Last week, I posted an exasperated video on Instagram pointing out the incongruence of working parents’ schedules with the standard school calendar. I was feeling snarky, and resentful as the typical default parent when school is out of session. Or rather, the “She-fault" parent as Eve Rodsky refers to it.
Ben does his best to take time off and pitch in when the kids are off school, but who do you think is more likely to clear their schedule for a doctor’s visit? The freelance writer? Or the marketing director at a tech company who is the primary earner for our home?
There are a LOT of school closure days throughout the year.
Between kids being sick, medical appointments, professional development days for teachers, mid-winter break, quarter-winter break, and every fourth Friday for no reason whatsoever (see??? sarcasm can be hard to interpret online), it often feels like they’re out of school more days than they are in it.
It wasn’t even my own personal plight that was enraging me as much as it was reading the collective text threads of all the tired moms who are pulling their hair (and wallets) out with camp spreadsheets.
Moms are blocking out their calendars so they can sit at their computer and hit refresh on their browser right at 8:59a hoping to get their kid into the one camp offering extended hours, as though they are competing for Taylor Swift tickets.
It was the moms chiming in: “This is why I left my job/cut back my hours/ or –insert some kind of self-sacrifice at the altar of ‘good motherhood in America’--,” so they could be available to their children during this impressionable time that “goes by so fast” and “you only get once”, often with lament in their voice for no longer pursuing the careers and passions they love, and I just have to say that I rarely hear of dads stopping working so they could be with their kids more.
You don’t have to wonder why when white women earn 20% lower than men in similar roles, a gap that is even greater if that woman is BIPOC.
And I just felt furious for a minute that all these moms are trying to survive in a system that is not only broken, but let’s be frank here, rigged against us.
That is, unless we quit any outside interests and endeavors and focus solely on our families, but even then, the lack of maternal health care and the high cost of schooling and those f-ing camp spreadsheets, still leaves you feeling incredibly alone on this tiny, supposedly “idyllic”, island that is the nuclear family.
So I did what any meditation teacher would do, I pulled out my phone and filmed a video, pretending I was having an annoyed conversation with a prototypical #tradwife about the challenges of these breaks.
People were livid. Their comments are still coming in en masse over a week later and they continue to miss the point by a mile, so I thought I’d clarify a few things here:
“How dare you say kids don’t deserve time off school???” (I was saying the opposite. I am asking for more flexible hours for caregivers).
“School isn’t daycare!!!!” (No, it is not. Day care costs as much as college tuition and thankfully my kids will be in the public school system).
“What an awful mother you are not wanting to parent your children!!!” (You know when I’m an awful parent??? When I’m stuck alone with my kids without any help)
“Entitled”
“Stop whining!”
“Close your legs next time”
“YOU chose to have kids, they’re your problem”

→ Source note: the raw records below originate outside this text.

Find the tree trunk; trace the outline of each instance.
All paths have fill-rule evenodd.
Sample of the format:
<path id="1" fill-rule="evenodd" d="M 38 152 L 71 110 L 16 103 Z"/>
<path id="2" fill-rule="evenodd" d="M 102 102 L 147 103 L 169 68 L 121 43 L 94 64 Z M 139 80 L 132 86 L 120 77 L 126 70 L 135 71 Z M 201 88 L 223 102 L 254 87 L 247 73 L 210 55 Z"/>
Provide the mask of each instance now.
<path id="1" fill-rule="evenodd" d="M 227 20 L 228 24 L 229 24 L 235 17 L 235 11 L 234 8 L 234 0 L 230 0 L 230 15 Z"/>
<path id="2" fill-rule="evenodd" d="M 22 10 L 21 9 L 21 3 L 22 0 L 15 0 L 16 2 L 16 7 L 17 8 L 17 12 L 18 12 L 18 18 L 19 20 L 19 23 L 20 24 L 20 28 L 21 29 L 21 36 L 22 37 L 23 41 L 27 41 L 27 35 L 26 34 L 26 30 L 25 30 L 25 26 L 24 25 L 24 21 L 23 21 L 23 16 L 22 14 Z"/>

…and many more gems I will spare you.
The video wasn’t my finest work.
I was trying to be sardonic and funny, but nuance gets missed online and unless you spell it out, people don’t seem to follow…
So, I’d like to reiterate my original intention here: Capitalism and the patriarchy hurt families, and the school system (which side note is designed to create even more numbed out worker bees), is built on the assumption that one parent stays at home. And guess who that parent often ends up being?
Moms are drowning. Moms need support. And the fact that people get so infuriated when moms ask for support, makes us feel even more alone.
But guess what…if you are a parent reading this and nodding along, please know that you are in fact, NOT alone. We are all collectively suffering. Yay! Misery loves company! (Sarcasm?).
It also means that if we all lean on each other a little more, we might be able to build the village we all so desperately need.
I am blessed to have neighbors and friends that love my kids like they are their own.
Because we can’t do this alone. No matter what @mykidsrmylifeanduraterriblepersonifyoursrnot comments on your page.
We’re not meant to do this alone.
Humans have been social animals living in groups long before they were pulling themselves up by their bootstraps.
It feels unnatural to do it all alone, because it is.
It’s not you that’s broken. It’s the system.
Yes to all of this!!! This one hits so close to home although I missed the original video because I was taking care of my kids who were off of school 😝
Love this, Sarah! And I couldn't agree more about how hard this is. I was there myself, for many years.